The Bible is the Word of God, but in no different a way than a preacher's word is the Word of God. The Bible does not point to itself as God's Word (I'll welcome a proof-text here to prove me wrong); it points to God. That is, it testifies to God's "speech-acts" (to use the trendy language of today) in the history of Israel and the Church. Likewise, the preacher (if he/she is fulfilling their commission), is preaching the Word of God as they point beyond themselves to God. We have to ask "what about those that hear or read the Word of God?"

This is where your critique of Barth (even if it's misappropriated) is right on. If human language is indeed too wretched, and God is so wholly other that we cannot have relationship or correspondence with Him, then we're indeed walking away from what Scripture tells us about God and His grace towards us in Jesus Christ. There is no other God except this One. Barth does not want to overshadow the human being, and I think that's why he makes such great effort to speak about our "hearing" and "knowing" of God in the first volume of Church Dogmatics.

Ultimately, Barth's critique against himself came when he realized that the God who acts and speaks to us through grace is God's being IN HIMSELF. I think this is one of the most beautiful trinitarian insights that Barth offered to theology - that the "God for us" is the only God there is, and there is no other God behind Him (i.e. God the Father as the God of Providence and Wrath that we might have inherited from less Reformered thinkers).

By the way, you say at the beginning of your first post :
Or if I hear any more about how the bible "contains" the word of God... or about how the word equals revelation, and that the revelation of God is the "self bestowal" of the person of God, and specifically not a linguistic-message/word/promise/announcement /judgement from God... then I'll loose it again.

God's self-bestowal does not negate or even operate separately from the language of God, since they are made one in each "speech-act." That is, God's speech is God's act, and vice versa. Whether these Barthians mispoke or you misheard, to say that self-bestowal is NOT a linguistic message/promise/judgment is antithetical to Barth, in my reading of him.

To me it says more about what Barth was setting himself up against.
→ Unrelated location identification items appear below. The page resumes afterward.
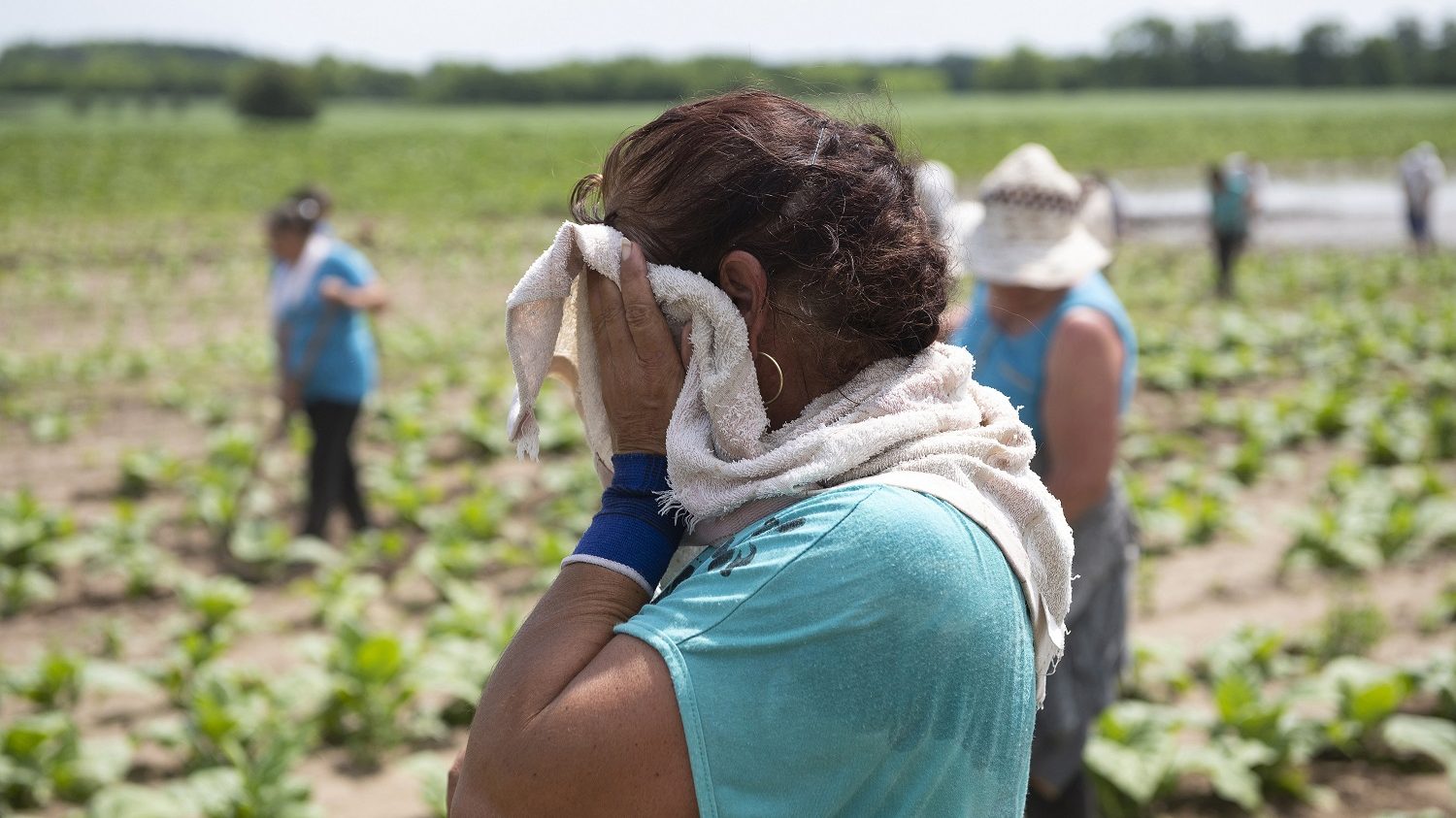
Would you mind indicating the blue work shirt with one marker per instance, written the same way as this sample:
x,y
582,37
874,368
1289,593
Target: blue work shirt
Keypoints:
x,y
341,366
1016,364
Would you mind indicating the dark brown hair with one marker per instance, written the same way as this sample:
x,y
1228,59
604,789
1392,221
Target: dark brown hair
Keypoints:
x,y
827,209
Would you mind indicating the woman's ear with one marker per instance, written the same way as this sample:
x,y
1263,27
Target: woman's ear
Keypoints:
x,y
743,278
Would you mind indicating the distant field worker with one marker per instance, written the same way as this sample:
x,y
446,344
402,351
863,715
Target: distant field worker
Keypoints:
x,y
1048,332
1229,220
757,346
1421,175
320,290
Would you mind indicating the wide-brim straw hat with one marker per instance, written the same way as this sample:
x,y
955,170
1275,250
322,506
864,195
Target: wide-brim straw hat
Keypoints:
x,y
1030,233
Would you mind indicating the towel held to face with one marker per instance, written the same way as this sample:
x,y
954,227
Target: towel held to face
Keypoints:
x,y
917,419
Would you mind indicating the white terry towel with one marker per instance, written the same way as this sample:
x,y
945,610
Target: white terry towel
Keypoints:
x,y
919,416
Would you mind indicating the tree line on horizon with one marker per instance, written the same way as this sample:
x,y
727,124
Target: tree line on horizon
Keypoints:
x,y
1150,52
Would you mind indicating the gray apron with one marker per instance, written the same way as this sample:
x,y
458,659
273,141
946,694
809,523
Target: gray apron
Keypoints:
x,y
1085,680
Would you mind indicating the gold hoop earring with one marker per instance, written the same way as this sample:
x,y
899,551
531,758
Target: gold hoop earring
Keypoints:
x,y
778,369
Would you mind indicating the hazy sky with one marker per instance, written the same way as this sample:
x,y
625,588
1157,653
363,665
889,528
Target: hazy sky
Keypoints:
x,y
411,34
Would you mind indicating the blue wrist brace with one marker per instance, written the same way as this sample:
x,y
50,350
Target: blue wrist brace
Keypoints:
x,y
629,535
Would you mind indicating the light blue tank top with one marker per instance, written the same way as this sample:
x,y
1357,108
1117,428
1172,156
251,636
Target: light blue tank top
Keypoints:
x,y
865,651
1016,364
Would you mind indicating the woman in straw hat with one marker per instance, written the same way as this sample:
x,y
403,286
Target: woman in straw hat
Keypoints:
x,y
1048,332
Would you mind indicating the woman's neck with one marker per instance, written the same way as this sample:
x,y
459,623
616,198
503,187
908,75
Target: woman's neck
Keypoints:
x,y
1018,309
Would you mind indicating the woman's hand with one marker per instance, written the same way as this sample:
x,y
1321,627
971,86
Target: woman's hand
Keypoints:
x,y
337,291
641,369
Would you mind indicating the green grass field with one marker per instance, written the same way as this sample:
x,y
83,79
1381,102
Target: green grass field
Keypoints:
x,y
168,648
503,162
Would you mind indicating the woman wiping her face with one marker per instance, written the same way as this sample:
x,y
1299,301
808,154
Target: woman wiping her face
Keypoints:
x,y
879,579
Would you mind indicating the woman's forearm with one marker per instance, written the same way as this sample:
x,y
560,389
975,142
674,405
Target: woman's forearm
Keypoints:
x,y
372,297
510,757
521,744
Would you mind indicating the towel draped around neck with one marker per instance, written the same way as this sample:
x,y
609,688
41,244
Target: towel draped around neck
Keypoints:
x,y
917,415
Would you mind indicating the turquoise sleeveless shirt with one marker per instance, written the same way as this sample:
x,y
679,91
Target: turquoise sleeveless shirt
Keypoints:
x,y
1016,364
865,651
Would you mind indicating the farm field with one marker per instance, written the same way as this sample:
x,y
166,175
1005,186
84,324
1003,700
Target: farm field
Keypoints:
x,y
166,648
But is Barth's strategy of dealing with an admittedly good enemy a good one? A faithful one? Or do we have way better resources with which to deal with this stuff nowadays?

I think Barth would applaud this question, since he always said at the end of his life (as he had gained recognition as the great Protestant thinker of his time) that he wished people would write more about the things he was "trying" to write about (i.e. God), and to do them better than he did, instead of just writing about him. If anything, Barth should be given credit for having always pointed away from himself as John the Baptist does in Grunewald's Crucifixion. This was Barth's favorite painting. To him, theology always had the task of pointing away from oneself and towards God, saying with John the Baptist: "He must increase, I must decrease." That said, no one has surpassed him yet (especially if you look at ALL his work, and not just excerpts of early works, which is a requirement for reading any theologian I think). There have only been a handful helpful corrections, and a LOT of revision of the early Barth interpreters like Torrance, von Balthasar (generally seen as Pro-Barth), and Van Til/Schaeffer (generally seen as Anti-Barth).

I recently picked up the best beginner's introductory text on Barth that I've read so far (and I've read 5 or 6 of them). It's part of the Outstanding Christian Thinkers series, it's written by John Webster. Very comprehensive, and manages to sum up the themes of the Church Dogmatics in a very concise and clear manner. It also brings a lot of healthy criticism of Barth by contemporary theologians towards most of his doctrinal treatments.

This is sufficiently long, but to interpret Barth means to bring various angles on that matter. I'll go ahead and post this on my Karl Barth Society of Amherst. It'll be interesting to see what corrections I get handed. Feel free to respond there and here, as it'll make it easier for me.